So trägt der große Fluss auch alle Wünsche in sich und ein Wunsch ist dann erfüllt, wenn du dich in ihn einsinken lässt und seine spezifische Qualität verkörperst. Nun wird der Flow von Individualität, der mir einfach eine Sache von Stil und Geschmack zu sein scheint, endlich wieder zu dem, was er ist: Ein Ausschnitt aus etwas sehr viel mächtigerem. Die Quelle flüstert stets »es ist genug«.
Der Schlüssel liegt in dir
Wenn ich meinem eigenen Fluss und damit dem umfassenderen Fluss nachgebe, dann ist das schwierig und einfach zugleich. Und jedes Mal staune ich über das feine Arrangement der Strömung.

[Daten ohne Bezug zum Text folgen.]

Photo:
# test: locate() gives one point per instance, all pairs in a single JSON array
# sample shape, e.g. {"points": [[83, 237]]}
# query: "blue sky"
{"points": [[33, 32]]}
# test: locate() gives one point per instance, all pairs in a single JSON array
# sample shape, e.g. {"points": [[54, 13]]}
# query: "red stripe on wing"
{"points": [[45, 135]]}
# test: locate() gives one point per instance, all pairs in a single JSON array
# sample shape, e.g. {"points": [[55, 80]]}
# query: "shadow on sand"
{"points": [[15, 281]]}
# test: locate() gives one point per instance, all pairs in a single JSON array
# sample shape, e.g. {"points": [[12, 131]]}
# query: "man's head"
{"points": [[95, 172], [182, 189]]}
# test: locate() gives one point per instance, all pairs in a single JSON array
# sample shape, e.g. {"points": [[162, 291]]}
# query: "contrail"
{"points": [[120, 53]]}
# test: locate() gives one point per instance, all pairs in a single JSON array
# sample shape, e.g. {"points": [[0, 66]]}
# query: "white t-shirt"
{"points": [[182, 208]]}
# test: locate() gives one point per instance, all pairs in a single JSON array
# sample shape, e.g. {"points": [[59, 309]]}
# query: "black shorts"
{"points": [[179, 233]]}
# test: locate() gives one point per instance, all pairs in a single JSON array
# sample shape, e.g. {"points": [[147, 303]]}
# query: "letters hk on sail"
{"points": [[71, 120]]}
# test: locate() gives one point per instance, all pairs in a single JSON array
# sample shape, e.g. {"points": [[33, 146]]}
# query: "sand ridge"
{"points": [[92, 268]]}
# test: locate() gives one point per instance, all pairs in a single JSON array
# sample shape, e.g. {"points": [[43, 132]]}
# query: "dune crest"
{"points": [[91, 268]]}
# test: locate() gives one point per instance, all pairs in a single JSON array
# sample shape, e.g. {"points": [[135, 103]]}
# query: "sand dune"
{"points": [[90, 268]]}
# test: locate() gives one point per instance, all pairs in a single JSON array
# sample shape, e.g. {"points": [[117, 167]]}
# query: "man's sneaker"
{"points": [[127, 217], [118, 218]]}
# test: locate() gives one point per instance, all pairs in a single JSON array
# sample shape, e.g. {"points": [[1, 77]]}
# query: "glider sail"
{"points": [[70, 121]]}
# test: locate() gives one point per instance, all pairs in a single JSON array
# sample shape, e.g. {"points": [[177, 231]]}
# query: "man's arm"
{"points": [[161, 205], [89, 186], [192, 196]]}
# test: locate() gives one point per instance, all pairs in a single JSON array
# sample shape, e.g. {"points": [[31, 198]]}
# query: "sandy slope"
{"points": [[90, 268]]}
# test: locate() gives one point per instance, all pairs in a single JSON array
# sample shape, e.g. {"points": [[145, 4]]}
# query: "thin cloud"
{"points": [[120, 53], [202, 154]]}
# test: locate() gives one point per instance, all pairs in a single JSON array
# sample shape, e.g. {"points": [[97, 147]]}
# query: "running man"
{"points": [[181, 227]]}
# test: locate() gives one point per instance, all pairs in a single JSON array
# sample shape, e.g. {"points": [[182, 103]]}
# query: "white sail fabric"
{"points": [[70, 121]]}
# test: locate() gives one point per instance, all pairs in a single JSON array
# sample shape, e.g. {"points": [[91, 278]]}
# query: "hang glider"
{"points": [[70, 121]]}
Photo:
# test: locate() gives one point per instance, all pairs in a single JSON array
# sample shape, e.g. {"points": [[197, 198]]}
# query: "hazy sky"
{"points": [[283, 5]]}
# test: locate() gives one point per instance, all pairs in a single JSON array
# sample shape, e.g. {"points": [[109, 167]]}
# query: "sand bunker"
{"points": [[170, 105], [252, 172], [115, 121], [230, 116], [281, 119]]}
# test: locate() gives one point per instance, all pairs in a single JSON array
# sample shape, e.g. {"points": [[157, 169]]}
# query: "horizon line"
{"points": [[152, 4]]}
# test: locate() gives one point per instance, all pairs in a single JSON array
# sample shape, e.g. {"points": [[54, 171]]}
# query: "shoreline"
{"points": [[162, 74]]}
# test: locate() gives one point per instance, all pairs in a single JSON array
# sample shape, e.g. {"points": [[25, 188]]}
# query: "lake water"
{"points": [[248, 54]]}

Da ist etwas, das ich mag und dem ich doch mit Skepsis gegenüberstehe, solange ich, gefangen in der eigenen Begrenztheit, versuche mich unabhängig zu bewegen. Doch der alte Fluss zeigt mir geduldig, wie ich echte Kontrolle über mein Leben nur dann erfahre, wenn ich mich seiner Kraft anvertraue.
Dieses Vertrauen erlaubt dem Leben, mich zu unterstützen und mir, seine Geschenke wertzuschätzen: Ich erfahre Entspannung, Leichtigkeit und Resonanz. Und ich muss weniger individuell sein, denn ich bin schon einzigartig. Stattdessen genieße ich die kleinen Momente, den Kaffee am Morgen im Bett, das Lächeln eines anderen Menschen in der Tram, die Wärmflasche und die Vögel am Himmel. Im Vergleich zum Meer bin ich stets ein Tropfen und doch besteht das Meer aus nichts als diesen Tropfen.
Was erlebst du, wenn du dich dem Strom überlässt, der in dir fließt und dich umgibt?
Im alten Jahreskreis steht das Fest von Imbolc vor der Tür, welches entweder zum zweiten Vollmond im neuen Jahr oder in der Nacht vom 1. auf den 2. Februar gefeiert wird. Es symbolisiert die Mitte zwischen der vergangenen Wintersonnenwende und der kommenden Frühlings-Tagundnachtgleiche. Das Licht wird stärker, die Natur erwacht, während sie noch im Verborgenen liegt. Der Fluss verändert erneut seine Qualität und schon ganz bald treten wir wieder mehr in die Welt.
(Veröffentlicht am 01.02.2023 auf Matristische Moderne via Steady)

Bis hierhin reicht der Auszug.